In the Beachcomber Case the Bye-Laws allowed any member of the strata corporation to inspect any book or account or document whatsoever that were held by the Ex-Co. RB440 Properties Ltd (the "Owner") requested from the Ex-Co of The Proprietors, Strata Plan No 22 ("Strata 22") documents that the Owner believed that the Ex-Co had that would enable the Owner to determine whether the Ex-Co of Strata 22 was doing its' job properly and running Strata 22 efficiently. Strata 22 said that the documents requested by the Owner contained personal data i.e. data  relating  to  a  living  individual  who  can  be  identified, of other members of Strata 22 so it could not give the documents to the Owner without complying with the DPA.

Examples  of  some  of  the  types  of  personal  information  of members that  a strata  corporation  manages include:   (i) name, address and  phone  number;   (ii) banking  or  credit  card  information;   (iii) emergency  contact  information;   (iv)  owner/tenant’s  insurance  particulars;   (v) names  of  family  members living  with the borrower  or  occupying  the  strata lot;  and (vi)  debts  owed  to the strata  corporation by  an  owner.

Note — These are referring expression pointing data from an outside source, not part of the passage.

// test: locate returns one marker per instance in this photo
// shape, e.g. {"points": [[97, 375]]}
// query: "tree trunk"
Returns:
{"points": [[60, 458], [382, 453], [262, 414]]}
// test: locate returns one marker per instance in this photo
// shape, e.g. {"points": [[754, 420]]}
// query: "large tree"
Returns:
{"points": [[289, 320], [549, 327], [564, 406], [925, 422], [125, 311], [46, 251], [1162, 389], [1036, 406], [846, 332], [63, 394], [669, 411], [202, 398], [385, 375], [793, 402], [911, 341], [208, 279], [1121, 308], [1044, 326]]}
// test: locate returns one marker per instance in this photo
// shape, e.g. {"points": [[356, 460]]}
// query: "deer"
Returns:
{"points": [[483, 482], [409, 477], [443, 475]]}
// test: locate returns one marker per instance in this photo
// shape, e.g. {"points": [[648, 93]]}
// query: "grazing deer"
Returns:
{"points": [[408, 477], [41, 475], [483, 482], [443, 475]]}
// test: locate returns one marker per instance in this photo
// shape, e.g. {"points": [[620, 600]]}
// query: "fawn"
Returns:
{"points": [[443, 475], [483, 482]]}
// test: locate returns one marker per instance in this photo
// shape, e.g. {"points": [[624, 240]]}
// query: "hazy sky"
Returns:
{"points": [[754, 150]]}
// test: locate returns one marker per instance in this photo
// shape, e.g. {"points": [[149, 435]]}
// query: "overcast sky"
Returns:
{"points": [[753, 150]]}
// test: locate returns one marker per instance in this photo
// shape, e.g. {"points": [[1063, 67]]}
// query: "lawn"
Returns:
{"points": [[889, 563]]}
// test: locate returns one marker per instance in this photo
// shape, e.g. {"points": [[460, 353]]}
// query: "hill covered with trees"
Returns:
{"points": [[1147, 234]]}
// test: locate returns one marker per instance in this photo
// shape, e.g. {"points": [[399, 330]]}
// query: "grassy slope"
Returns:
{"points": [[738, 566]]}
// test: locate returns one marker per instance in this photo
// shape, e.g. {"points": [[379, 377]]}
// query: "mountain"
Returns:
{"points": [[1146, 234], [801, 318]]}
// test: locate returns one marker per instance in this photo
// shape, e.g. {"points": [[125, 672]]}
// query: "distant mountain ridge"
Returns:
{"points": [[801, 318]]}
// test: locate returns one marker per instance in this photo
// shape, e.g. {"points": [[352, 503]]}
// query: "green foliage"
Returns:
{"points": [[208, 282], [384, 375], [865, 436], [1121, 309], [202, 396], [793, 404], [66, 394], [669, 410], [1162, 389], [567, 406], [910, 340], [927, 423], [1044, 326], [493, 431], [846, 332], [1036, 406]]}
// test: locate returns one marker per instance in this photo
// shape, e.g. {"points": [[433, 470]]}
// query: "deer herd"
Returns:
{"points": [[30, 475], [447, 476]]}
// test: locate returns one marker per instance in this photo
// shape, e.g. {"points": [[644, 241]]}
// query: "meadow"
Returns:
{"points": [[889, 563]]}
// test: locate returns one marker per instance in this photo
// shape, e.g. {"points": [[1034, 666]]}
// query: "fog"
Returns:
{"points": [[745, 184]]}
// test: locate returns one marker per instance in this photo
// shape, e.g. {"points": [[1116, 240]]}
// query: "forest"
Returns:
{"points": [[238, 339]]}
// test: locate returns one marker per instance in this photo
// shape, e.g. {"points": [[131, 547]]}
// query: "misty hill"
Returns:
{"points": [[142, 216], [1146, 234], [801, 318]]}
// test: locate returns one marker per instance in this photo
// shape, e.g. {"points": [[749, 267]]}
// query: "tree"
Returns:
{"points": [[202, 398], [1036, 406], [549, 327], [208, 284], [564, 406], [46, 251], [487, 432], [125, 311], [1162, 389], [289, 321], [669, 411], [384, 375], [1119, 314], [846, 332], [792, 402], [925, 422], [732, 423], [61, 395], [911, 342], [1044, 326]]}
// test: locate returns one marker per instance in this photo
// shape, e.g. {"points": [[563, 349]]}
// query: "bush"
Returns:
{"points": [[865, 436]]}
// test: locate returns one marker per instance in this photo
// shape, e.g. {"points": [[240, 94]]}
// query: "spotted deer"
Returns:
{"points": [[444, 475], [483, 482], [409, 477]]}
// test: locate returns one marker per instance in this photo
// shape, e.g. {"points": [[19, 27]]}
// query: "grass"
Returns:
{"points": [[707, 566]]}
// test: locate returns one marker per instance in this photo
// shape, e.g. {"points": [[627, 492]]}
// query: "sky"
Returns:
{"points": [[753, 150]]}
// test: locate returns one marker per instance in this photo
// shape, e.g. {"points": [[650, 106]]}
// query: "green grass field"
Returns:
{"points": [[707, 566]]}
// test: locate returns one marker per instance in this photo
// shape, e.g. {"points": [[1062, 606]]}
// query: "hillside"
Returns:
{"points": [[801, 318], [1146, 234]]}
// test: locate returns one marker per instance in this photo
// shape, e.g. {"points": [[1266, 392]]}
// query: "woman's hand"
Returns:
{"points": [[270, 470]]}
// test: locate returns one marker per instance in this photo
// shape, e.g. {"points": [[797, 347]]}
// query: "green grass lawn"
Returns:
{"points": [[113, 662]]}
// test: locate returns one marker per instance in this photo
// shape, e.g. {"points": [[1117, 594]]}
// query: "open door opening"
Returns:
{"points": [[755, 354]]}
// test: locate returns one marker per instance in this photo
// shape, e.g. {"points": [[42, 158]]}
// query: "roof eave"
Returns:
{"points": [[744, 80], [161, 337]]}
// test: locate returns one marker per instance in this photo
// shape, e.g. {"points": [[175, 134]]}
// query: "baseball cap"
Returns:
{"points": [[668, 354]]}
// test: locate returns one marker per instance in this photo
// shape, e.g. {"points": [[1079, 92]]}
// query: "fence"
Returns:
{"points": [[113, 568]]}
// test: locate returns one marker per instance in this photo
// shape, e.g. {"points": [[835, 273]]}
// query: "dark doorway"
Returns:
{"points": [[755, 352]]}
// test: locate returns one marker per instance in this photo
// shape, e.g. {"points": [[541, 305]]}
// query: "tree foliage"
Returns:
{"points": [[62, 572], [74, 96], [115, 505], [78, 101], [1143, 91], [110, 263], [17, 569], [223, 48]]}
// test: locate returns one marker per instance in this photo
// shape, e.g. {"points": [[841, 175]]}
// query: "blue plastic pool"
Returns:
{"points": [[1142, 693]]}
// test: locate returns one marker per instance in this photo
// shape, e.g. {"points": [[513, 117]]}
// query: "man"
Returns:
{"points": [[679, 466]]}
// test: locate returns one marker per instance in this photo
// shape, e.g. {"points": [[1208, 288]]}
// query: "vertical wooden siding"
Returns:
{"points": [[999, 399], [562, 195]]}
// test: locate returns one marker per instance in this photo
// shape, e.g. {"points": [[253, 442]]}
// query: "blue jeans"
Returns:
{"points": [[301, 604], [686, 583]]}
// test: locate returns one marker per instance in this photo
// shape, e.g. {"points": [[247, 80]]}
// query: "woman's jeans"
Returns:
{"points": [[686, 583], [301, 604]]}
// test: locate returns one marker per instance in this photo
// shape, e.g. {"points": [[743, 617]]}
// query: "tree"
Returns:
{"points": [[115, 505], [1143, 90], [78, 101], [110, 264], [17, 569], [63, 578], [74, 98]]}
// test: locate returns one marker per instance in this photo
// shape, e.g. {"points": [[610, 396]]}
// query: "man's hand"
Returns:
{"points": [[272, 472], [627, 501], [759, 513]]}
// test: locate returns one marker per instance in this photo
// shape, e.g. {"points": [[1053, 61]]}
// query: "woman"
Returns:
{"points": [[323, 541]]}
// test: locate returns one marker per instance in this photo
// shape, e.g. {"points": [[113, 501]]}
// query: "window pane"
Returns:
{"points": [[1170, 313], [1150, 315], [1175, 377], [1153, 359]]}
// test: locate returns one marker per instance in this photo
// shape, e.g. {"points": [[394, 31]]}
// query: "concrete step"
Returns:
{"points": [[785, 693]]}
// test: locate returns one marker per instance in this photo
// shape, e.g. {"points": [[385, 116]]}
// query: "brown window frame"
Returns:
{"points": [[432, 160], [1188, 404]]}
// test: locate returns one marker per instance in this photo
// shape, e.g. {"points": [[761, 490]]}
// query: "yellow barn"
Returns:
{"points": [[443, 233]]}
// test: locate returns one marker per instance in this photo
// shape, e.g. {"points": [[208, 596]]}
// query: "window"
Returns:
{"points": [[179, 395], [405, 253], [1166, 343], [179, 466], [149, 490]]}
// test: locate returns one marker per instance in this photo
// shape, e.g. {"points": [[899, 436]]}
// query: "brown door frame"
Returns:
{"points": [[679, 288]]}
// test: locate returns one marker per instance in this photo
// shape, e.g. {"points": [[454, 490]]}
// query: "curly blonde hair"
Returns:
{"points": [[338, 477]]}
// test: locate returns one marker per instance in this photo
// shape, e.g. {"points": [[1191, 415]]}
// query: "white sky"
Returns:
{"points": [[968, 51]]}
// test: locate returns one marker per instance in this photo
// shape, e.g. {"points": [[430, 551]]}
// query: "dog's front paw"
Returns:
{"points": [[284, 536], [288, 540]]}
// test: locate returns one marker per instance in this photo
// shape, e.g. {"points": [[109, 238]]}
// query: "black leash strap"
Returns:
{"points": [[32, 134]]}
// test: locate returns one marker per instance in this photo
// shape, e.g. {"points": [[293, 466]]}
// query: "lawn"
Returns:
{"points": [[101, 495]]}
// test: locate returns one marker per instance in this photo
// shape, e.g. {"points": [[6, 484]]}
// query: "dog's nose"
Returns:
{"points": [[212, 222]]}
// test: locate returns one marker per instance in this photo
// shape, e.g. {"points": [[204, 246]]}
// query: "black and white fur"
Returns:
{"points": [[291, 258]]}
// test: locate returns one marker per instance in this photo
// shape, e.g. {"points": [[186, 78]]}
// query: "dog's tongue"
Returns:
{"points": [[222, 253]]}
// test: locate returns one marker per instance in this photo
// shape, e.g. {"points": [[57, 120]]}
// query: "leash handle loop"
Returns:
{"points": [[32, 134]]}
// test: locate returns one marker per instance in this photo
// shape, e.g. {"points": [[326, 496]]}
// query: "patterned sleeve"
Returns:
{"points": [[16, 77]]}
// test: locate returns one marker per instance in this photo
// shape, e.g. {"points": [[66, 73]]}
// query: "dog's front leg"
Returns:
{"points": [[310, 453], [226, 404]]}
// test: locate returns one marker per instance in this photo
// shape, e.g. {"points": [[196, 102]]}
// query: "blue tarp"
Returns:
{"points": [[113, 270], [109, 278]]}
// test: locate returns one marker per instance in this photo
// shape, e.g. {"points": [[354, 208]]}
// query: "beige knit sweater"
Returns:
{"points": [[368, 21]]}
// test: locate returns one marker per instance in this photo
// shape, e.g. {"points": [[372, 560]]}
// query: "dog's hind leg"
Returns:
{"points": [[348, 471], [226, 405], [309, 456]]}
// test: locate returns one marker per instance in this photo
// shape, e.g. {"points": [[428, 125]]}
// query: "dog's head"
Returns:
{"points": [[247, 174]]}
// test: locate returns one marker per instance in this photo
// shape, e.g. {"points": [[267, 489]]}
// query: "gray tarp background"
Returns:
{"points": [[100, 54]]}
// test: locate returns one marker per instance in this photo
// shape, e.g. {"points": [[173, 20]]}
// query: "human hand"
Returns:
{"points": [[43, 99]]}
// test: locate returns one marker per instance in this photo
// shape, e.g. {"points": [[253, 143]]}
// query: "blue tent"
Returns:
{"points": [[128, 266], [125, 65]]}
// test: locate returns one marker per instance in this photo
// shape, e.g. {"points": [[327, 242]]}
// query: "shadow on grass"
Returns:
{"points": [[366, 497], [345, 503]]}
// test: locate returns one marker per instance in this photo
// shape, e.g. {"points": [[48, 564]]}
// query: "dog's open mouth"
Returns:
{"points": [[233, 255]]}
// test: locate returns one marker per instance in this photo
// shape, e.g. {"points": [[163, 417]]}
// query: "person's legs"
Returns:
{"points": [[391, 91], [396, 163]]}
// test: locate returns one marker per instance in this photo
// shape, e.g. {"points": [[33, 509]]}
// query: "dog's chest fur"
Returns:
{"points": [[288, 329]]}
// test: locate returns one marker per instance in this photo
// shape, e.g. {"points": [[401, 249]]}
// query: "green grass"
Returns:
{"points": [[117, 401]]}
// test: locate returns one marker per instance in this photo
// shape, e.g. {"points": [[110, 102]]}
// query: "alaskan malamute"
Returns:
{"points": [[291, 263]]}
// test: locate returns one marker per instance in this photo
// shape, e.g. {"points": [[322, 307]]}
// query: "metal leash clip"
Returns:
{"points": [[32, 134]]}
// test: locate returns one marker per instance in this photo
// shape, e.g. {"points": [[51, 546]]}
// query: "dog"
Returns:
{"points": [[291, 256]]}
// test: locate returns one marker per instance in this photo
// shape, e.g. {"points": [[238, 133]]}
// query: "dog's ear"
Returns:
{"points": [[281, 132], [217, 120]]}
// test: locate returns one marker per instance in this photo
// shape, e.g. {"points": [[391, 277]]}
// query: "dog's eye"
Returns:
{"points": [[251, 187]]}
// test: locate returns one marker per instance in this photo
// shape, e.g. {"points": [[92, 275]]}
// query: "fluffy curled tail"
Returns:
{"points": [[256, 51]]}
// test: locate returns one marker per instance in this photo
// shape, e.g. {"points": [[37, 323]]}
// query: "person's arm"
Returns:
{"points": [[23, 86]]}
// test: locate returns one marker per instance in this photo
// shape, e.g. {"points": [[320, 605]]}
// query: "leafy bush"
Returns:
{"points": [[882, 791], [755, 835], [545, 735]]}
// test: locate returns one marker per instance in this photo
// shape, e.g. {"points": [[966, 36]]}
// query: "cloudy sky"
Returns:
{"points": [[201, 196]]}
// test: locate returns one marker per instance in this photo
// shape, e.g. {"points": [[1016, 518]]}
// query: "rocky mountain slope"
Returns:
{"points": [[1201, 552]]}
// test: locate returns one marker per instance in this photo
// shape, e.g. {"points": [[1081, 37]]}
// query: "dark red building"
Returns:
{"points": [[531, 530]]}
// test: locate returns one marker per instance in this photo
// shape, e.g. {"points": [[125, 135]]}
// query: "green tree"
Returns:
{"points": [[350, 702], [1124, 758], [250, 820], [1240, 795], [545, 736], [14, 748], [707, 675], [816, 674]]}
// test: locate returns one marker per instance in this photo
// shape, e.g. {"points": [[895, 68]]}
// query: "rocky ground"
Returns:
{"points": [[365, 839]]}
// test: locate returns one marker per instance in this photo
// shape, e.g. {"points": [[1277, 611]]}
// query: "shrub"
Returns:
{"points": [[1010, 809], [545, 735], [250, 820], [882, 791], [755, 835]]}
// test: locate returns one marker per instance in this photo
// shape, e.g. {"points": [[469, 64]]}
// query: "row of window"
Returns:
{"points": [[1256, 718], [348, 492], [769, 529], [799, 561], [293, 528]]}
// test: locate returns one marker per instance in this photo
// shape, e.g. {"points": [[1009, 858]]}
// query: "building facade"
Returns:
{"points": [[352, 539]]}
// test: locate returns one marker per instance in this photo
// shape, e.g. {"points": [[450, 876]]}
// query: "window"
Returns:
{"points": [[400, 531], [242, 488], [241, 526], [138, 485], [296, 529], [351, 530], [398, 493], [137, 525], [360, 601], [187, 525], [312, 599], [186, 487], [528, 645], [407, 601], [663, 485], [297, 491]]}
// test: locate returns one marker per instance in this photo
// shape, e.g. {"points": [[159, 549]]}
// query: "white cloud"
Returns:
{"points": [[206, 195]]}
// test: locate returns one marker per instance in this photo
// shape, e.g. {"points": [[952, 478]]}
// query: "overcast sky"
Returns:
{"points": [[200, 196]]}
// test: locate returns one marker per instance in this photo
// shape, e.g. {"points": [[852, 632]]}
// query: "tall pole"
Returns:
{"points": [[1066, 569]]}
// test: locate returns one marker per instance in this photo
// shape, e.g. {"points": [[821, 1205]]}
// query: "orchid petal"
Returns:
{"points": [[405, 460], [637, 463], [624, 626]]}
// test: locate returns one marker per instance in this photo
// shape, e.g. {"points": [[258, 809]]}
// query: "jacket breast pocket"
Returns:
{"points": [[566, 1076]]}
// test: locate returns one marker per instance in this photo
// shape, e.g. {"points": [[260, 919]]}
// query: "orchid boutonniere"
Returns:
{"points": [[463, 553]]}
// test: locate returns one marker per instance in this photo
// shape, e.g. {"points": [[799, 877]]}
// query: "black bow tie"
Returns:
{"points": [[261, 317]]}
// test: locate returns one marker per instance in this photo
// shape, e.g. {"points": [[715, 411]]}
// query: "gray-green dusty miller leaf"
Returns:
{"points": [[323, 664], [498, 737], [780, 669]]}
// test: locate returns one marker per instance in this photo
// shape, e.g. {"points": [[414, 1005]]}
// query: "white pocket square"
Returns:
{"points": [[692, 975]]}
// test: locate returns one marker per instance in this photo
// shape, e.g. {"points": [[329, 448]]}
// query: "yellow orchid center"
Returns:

The Court in the Beachcomber Case found that the DPA did apply as no exemption covered a strata corporation and that it is a data controller. It was also found that providing documents requested under the Bye-Laws was data processing and that members of Strata 22 were data subjects.

On that basis the Grand Court made the following decisions:

  1. Strata 22 members had to be told that the Ex-Co of Strata 22 had their data and for what purpose it was going to be processed;

  2. That processing purpose has to be fair. Providing information to the Owner which could benefit all members of Strata 22 was fair;

  3. Strata 22 has to show that it was either processing (i) the personal data by consent, (ii) to perform a contract with the data subject, (iii) under legal obligation, (iv) to protect the vital interest of the data subject, (v) to perform a public function, or (vi) for a legitimate interest of Strata 22 as the data controller;

  4. The act of purchasing a property and thereby agreeing to the Bye-laws under which the Owner had a right to personal data of members held by Ex-Co did not constitute consent for DPA purposes;

  5. However, exemption (ii) above did apply to Strata 22 because Strata 22 had to process the data in order to give the requested documents to the Owners in the course of the performance of a contract i.e. the Bye-Laws, which are a statutory contract under the Act;

  6. There was no legal obligation applicable to the data processing that Strata 22 would do in order to provide requested documents to the Owner. A legal obligation has to arise under legislation and Strata 22's obligation to provide the documents was under contract that is the Bye-Laws and not under the Act even though the Act required there to be Bye-Laws;

  7. When deciding if the data processing is for a legitimate purpose of Strata 22, a balancing exercise should be conducted weighing up the nature of the data, the processing involved and the benefit and detriments of the processing and what can be done to ensure the data is secure. Strata 22 did have a legitimate interest in providing the data to the Owner based on the nature of the data and the benefits and detriments. Given that the Owner was willing to enter into a non-disclosure agreement to maintain the privacy of the personal data, which would assist to maintain security of the data, the overall balance was that there was a legitimate purpose for the data processing;

  8. The members' data subject rights to information from Strata 22 as the data controller, including the right to cease or restrict data processing, as well at the requirement to take appropriate security measures in regard to personal data, were respected by imposing the condition that the Owner inspect the raw data at the Ex-Co offices after entering into an appropriate non-disclosure agreement.

 

This decision skilfully navigated the tricky waters where the rights of data subjects under the DPA intersect with a person's contractual right to information from the data controller. The Beachcomber Case provides clarity to Cayman strata corporations on how the DPA and Bye-Laws interact, but the same principles will have much wider application across a broad range of similar situations such as clubs and other member organisations.